Peu après, elle entendit une explosion de joie, une sorte de vacarme. Elle eut peur, prit Samuel dans les bras et revint sur ses pas.

Elle ne comprit pas de quoi ou de qui ils parlaient.

Ils l’entourèrent dans une ronde folle. Elle serra le petit. Étaient-ils ivres ?

Ils criaient, riaient, s’exclamaient, se regardaient l’air ébloui, étaient passés de l’incrédulité à la félicité en un instant si court qu’ils explosaient, ils répétaient :

— II est élu ! Il est élu !

Alors, ils la virent au milieu d’eux, toute petite et fragile, l’enfant réfugié dans son écharpe, ils virent son sourire timide qui réchauffait toujours leur cœur. Frère et sœur s’approchèrent.

— Obama, dit José

— Barack, dit Salma

Ils avaient l’air à bout de souffle.

Aïna hocha la fête pour leur signifier qu’elle écoutait leur charabia.

— Il est élu président des États-Unis ! José détachait les mots.

Salma prit doucement son fils des bras de sa mère. Celle-ci remarqua le tremblement des paupières. Salma ne pleurait jamais, jamais en sa présence et maintenant elle parlait bas, comme une petite fille.

— Maman, c’est incroyable ce qui se passe.

Aïna était contente de sa joie, de leur joie à tous. Elle sentait bien que c’était plus que de la joie.

— Barack, répéta-t-elle, pour faire plaisir, pour tenter de comprendre.

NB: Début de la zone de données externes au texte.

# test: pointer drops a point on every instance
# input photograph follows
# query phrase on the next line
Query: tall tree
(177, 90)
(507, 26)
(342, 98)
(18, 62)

— Oui, confirma Salma, cela veut dire Chance.

Alors, frère et sœur s’embrassèrent. Elle ne se souvenait pas les avoir jamais vus enlacés.

Alors, elle comprit que ce jour serait inoubliable. Elle reprit l’enfant qui lui tendait les bras, mal à l’aise et coincé entre les deux jeunes adultes.

Ils repartaient déjà vers leurs amis, en appelaient d’autres au-dehors : connaissaient-ils la nouvelle ?

Avant de sortir, Salma revint vers elle, pour la serrer, elle et son petit garçon, leur dire :

— Ça va aller, ne vous inquiétez pas.

Aïna crut avoir mille ans, ou peut-être un an, comme le petit, même fragilité.

Salma s’encourut au-dehors.

Aïna entendit encore José dire à sa sœur :

— Je te l’avais dit : tout est possible ! On pouvait y croire. Tu y crois maintenant ?

Yes We Can ! hurla Salma dont la voix s’était à nouveau élevée.

Ils finiront par lui faire peur, pensa Aïna, en serrant de plus près Samuel. Mais celui-ci ne tremblait pas comme elle et voulait qu’elle le dépose. Là, dans la pièce maintenant désertée, il s’appliquait à marcher, seul, pieds nus. Son sourire était victorieux.

Barack, murmura-t-elle. Une chance.

Elle hocha la tête, pensa à son mari, et puis encore, toujours à sa chance à elle. Immense. Ses enfants étaient tous vivants.

Si c’était de cet Obama qu’ils parlaient depuis des jours, c’était bien, se dit-elle. Il doit être béni de dieu, cet homme-là, il a réconcilié frère et sœur, et plus encore il a donné de l’espérance à Salma. Car si Aïna ne comprenait pas tout, elle le savait, c’est de cela que sa fille avait besoin pour vivre.